Clearly, it’s noticeable that the most defining City Pop songs are centered around absence and the sensation of fading out. The production sounds like arrival, and the emotion underneath is departure. So when one discovers "Stay With Me" late at night and feels something they can't quite name, they aren't misreading the song. When one feels both conceited between the song’s comfort and pained by the song, it only escalates the song’s addictiveness.
A Modern Take and Historical Similarities
Today, maybe the ones who enjoy this genre have a deep subconscious psyche that reacts to the modern world, which comes with many similarities to the past. Consider Gen-Z specifically. As a generation born into technology, raised on social media, and native to a digital world that predecessors could only watch arrive from the outside, Gen-Z, in a very real sense, is a generation that lives in the seam between what was and what's becoming, between a world that felt simpler and one that is accelerating faster than any of us signed up for.
In a familiar sense, City Pop’s origin (Japan's bubble era) also faced a similar origin. Crashing into modernity, familiarity dissolved quickly with a taste of excitement and fear for what’s to come. The music didn't just document that transition; it captured it as if taking a Polaroid. Every light in the photo is a near-accurate but still hazy recollection of that moment.
In 2026, with the world at yet another inflection point (see our plethora of fun: geopolitical instability, the quiet upheaval of AI, an economy that feels like it's running on borrowed confidence, climate change, and still (even nearly a century since Hiroshima and Nagasaki), nuclear bomb fears), it makes sense that the glamorization of City Pop isn't purely aesthetic. It's emotional. It's generational. And it’s a current event.
As City Pop resurges, it’s relevant to consider how our current context has influenced its welcome back to a degree of mainstream world. Even still, the genre exists in corners of the internet, even with all of its viral success just a few years ago at its peak.

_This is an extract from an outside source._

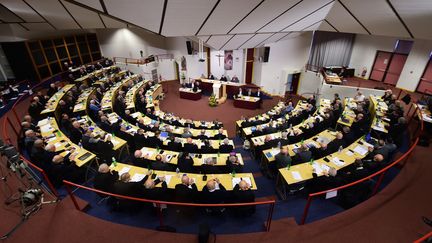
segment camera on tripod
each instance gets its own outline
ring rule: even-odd
[[[22,193],[21,201],[25,207],[28,207],[39,202],[42,194],[43,192],[41,189],[32,188]]]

City Pop is “timely” (I tried to make a pun) because it’s relevant and, in a way, glamorizes Japan’s past for its early predictions of relatability.
While it creates a mutual connection between an older generation of music lovers and today’s generation, the reasons for many City Pop fans feeling connected to the music are subtextual. In a way, the bridging between these two generations is held together by invisible planks. It comes as an empathetic voice in a time of uncertainty. In such, City Pop never predicted Gen-Z. But Gen-Z was always its invisible audience.